The story goes that among Jaws' other production problems, the big mechanical shark didn't work. Director Steven Spielberg was forced to approach the film completely from the perspective of the shark's intended victims, which was probably for the best anyway. What was the shark going to do, strum a ukulele?
Sharks just don't do such things. Instead, they cruise about and wait for someone to go swimming. This happens often in Amity, because it is an island off the New England coast and its mayor, Murray Hamilton, would rather serve money-spending tourists to the shark than close down the beach and have an unruly mob of merchants lynch him in effigy. Or in fact.

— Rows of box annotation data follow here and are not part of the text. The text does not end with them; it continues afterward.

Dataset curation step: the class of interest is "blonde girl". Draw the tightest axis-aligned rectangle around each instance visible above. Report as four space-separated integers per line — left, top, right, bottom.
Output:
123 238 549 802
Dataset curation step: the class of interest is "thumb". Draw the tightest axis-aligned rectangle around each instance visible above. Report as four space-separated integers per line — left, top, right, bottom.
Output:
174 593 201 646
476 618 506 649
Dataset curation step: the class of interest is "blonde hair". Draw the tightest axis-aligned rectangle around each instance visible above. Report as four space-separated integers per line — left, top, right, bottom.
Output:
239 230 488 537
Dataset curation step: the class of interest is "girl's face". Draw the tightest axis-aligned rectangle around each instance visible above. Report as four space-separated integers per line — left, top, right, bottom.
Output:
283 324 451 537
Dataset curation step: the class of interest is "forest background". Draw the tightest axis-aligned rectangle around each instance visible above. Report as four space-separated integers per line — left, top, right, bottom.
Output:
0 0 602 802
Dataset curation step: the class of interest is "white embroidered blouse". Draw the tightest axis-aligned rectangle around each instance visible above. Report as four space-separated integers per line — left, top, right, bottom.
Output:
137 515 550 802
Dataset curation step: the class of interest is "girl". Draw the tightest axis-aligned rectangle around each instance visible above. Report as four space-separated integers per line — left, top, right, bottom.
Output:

If there's anyone in Amity to feel sorry for, other than the kids who should have listened to their mothers when they said not to go in the water, its Murray Hamilton. He becomes increasingly pathetic as the story progresses, starting out as a misguided man in denial and ending up as a guilt-wracked shell muttering under his breath, "I'm sorry. I'm truly sorry." You're forgiven. How could you have known that your blue and white striped sports coat makes too busy a fashion statement?

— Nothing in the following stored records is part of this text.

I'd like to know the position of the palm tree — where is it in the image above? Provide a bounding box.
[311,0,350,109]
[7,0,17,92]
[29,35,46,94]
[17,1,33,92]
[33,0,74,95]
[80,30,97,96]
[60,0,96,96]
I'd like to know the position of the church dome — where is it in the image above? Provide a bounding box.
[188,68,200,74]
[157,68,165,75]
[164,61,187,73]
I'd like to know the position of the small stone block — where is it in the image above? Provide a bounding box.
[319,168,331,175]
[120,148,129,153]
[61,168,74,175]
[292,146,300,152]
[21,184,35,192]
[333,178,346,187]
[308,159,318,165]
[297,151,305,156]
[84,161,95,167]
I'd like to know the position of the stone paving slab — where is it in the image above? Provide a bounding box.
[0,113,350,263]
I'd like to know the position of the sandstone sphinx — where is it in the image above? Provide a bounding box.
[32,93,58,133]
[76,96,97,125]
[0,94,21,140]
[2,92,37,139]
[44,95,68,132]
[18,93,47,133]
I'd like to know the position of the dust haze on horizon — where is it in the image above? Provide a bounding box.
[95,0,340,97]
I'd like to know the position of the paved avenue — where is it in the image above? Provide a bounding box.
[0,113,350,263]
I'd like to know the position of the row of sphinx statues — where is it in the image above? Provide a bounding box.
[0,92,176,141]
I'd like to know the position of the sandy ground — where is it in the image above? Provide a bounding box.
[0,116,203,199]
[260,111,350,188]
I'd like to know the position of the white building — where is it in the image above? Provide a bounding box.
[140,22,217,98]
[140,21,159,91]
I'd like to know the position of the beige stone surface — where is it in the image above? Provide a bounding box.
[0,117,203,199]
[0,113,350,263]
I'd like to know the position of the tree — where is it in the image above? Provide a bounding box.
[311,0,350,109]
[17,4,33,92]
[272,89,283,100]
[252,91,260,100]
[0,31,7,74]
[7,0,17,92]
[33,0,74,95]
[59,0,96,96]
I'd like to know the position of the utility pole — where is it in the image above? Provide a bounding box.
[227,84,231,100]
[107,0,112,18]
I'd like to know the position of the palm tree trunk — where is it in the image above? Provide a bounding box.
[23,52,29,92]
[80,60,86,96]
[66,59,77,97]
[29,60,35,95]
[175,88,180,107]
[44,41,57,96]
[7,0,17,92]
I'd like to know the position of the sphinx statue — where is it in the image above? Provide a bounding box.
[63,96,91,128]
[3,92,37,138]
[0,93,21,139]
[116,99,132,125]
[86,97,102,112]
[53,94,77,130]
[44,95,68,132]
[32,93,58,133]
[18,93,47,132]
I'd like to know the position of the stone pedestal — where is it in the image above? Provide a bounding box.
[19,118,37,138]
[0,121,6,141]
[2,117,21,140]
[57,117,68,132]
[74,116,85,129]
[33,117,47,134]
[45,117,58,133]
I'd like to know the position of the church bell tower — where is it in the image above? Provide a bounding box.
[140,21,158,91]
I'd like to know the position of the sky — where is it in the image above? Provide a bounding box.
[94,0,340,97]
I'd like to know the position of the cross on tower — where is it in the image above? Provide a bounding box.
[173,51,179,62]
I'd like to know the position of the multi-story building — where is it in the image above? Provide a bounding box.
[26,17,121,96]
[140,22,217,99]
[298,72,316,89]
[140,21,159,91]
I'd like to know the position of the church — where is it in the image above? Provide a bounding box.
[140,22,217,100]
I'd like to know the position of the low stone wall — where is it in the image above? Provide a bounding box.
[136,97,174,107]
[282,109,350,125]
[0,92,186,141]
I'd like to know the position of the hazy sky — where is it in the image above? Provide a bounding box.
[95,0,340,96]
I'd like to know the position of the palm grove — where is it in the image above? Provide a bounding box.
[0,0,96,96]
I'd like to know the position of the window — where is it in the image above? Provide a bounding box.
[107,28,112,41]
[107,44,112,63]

We don't often see the shark, not even when it invites someone to dinner. But we know it's out there, partly because we sometimes get a shark-like view of legs kicking underwater, but mostly because John Williams' ominous, quickening score accompanies its appearances. You are tempted to shout at the stupid swimmer, "Get out of the water! Can't you hear the music?"

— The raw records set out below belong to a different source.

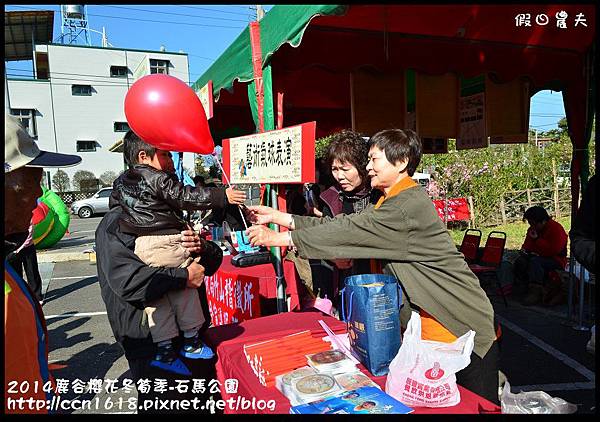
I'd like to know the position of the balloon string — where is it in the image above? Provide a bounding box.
[215,156,248,230]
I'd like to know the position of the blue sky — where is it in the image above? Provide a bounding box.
[5,4,565,131]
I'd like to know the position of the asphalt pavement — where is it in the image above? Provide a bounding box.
[31,217,597,414]
[38,215,102,262]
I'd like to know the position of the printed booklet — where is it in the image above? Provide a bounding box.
[290,387,413,414]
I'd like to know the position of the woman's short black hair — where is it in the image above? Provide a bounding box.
[369,129,423,176]
[123,130,156,168]
[325,130,369,183]
[523,205,550,223]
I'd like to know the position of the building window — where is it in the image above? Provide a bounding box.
[10,108,37,138]
[110,66,127,78]
[77,141,96,152]
[115,122,129,132]
[71,85,92,95]
[150,59,169,75]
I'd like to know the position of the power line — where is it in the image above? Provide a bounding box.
[5,6,242,30]
[529,123,558,128]
[175,4,255,16]
[97,5,246,22]
[6,65,207,82]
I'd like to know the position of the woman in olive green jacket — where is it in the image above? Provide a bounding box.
[248,129,499,403]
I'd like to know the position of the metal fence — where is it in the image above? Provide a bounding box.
[475,185,571,226]
[56,191,96,207]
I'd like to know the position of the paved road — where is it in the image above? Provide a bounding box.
[31,217,595,413]
[34,261,595,413]
[38,216,102,262]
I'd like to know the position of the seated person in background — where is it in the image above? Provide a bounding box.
[111,131,246,375]
[514,206,568,306]
[569,174,598,354]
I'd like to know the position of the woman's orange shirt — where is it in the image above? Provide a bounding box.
[371,177,457,343]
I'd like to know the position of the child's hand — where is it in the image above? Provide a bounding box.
[225,188,246,205]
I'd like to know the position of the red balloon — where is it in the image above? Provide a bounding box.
[125,74,215,154]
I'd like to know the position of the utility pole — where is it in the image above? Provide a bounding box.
[256,4,265,21]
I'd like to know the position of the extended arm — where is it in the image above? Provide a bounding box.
[155,173,227,211]
[249,203,410,260]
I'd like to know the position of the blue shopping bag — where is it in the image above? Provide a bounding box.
[342,274,402,376]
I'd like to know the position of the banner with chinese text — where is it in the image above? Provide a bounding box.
[223,122,316,184]
[456,92,488,150]
[204,271,260,326]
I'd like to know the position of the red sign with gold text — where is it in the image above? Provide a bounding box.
[204,271,260,326]
[433,198,471,221]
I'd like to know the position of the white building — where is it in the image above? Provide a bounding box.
[7,44,194,187]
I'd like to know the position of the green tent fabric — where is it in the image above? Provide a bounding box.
[192,5,348,101]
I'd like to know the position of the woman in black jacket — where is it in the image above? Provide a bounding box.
[310,130,381,307]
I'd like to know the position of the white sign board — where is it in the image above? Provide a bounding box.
[196,81,213,119]
[133,54,150,82]
[456,92,488,150]
[229,126,302,184]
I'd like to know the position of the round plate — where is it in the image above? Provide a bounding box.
[281,368,316,385]
[296,374,335,394]
[310,350,346,364]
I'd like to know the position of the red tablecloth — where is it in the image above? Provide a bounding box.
[205,310,500,414]
[218,255,301,311]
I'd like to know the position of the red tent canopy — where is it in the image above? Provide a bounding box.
[206,4,596,214]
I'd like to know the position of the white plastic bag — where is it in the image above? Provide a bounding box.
[385,312,475,407]
[500,381,577,414]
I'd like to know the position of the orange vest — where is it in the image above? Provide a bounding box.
[371,177,457,343]
[4,261,54,413]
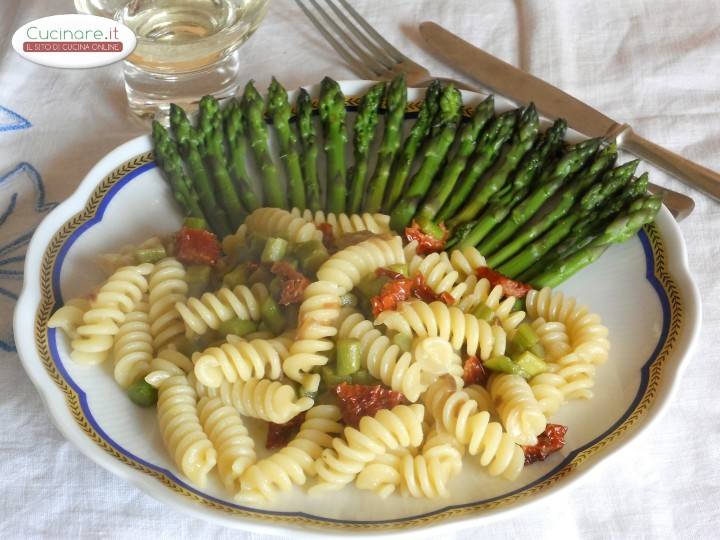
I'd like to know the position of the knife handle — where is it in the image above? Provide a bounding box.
[621,129,720,201]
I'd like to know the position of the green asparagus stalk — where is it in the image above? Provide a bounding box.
[447,103,540,230]
[435,111,518,222]
[241,81,287,208]
[268,77,305,210]
[297,88,322,212]
[383,80,442,212]
[170,104,232,237]
[533,195,662,288]
[487,144,620,268]
[364,75,407,213]
[478,139,600,256]
[390,84,462,231]
[418,96,495,220]
[498,156,637,278]
[318,77,347,214]
[223,98,262,212]
[152,121,205,219]
[518,169,649,282]
[347,83,385,214]
[456,119,567,247]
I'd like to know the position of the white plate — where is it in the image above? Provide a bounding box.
[15,81,700,536]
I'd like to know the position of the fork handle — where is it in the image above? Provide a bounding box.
[621,127,720,201]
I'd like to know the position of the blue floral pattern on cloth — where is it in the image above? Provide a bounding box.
[0,162,57,351]
[0,105,32,132]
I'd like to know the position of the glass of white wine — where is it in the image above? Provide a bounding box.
[75,0,268,117]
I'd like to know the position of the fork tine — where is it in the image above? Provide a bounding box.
[309,0,389,77]
[338,0,410,62]
[295,0,376,79]
[325,0,397,69]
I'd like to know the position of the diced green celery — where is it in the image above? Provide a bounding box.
[513,323,540,349]
[392,334,412,352]
[127,379,157,407]
[183,217,208,231]
[260,296,286,334]
[260,238,288,263]
[515,351,547,378]
[218,317,257,337]
[483,355,523,375]
[335,338,360,377]
[135,246,167,264]
[352,369,380,386]
[320,366,352,388]
[388,263,409,277]
[473,304,495,322]
[185,264,212,297]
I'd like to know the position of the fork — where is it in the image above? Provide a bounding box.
[295,0,478,92]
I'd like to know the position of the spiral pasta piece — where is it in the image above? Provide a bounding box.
[197,397,256,493]
[145,348,193,388]
[48,298,90,339]
[310,404,425,493]
[338,313,462,402]
[525,287,610,364]
[157,375,217,487]
[245,208,322,243]
[489,373,547,446]
[175,283,270,336]
[190,375,313,424]
[290,208,390,240]
[235,405,342,503]
[148,257,188,349]
[423,378,525,480]
[70,264,153,364]
[194,335,292,388]
[113,302,153,388]
[375,300,507,360]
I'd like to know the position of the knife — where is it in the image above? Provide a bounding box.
[420,22,720,201]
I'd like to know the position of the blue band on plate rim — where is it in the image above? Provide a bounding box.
[35,152,683,530]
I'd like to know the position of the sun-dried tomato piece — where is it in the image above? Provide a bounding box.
[335,382,405,427]
[475,266,532,298]
[463,356,488,386]
[265,412,305,450]
[405,219,450,255]
[270,261,310,306]
[523,424,567,465]
[175,227,220,266]
[315,223,337,253]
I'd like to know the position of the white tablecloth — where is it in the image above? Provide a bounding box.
[0,0,720,540]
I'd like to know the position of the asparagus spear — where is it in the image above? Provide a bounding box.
[347,83,385,214]
[241,81,287,208]
[498,154,637,277]
[519,170,649,282]
[390,84,462,231]
[436,111,518,221]
[478,139,600,256]
[383,80,442,212]
[152,121,205,219]
[487,144,620,267]
[267,77,305,210]
[223,98,262,212]
[318,77,347,214]
[297,88,322,212]
[456,119,567,247]
[447,103,540,229]
[418,96,495,220]
[533,195,662,288]
[170,104,231,237]
[364,75,407,213]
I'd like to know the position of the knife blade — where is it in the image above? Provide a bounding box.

One can learn important life lessons from great movies such as Jaws. When your goals are too ambitious for your means, remember Scheider's advice, "You're gonna need a bigger boat." Planning a foolhardy adventure, like confronting a Great White shark from a steel cage? Shaw's reply is "Farewell and adieu to you fine Spanish ladies..."
Jaws has plenty of suspense, and even has its share of terror. But comic relief is also pervasive. Excitable Dreyfuss fumes under the disrespectful leadership of Captain Shaw, who isn't impressed that Dreyfuss is from the Oceanographic Institute and can use the word charcharodon in a sentence. The belly of a shark includes a license plate from Louisiana. A billboard promoting Amity's sandy beaches is transformed by vandalism into a cartoon warning about the island's most unwelcome visitor.
Not a perfect film, since a couple of scenes should probably have been left on the cutting room floor. Dumb and Dumber fish for the shark from a pier using a supermarket roast as bait. Scheider and Dreyfuss have a nighttime male-bonding exercise aboard Dreyfuss' gizmo-ridden boat. But far more scenes are memorable and indispensable, including Shaw's harrowing tale of the U.S.S. Indianapolis.
It's comforting to know that it is the most level-headed character, the police chief, who perseveres even though his common sense actions are usually circumvented by others. Perhaps it is not ironic, but natural, that a practical man out of his element should nonetheless become a hero.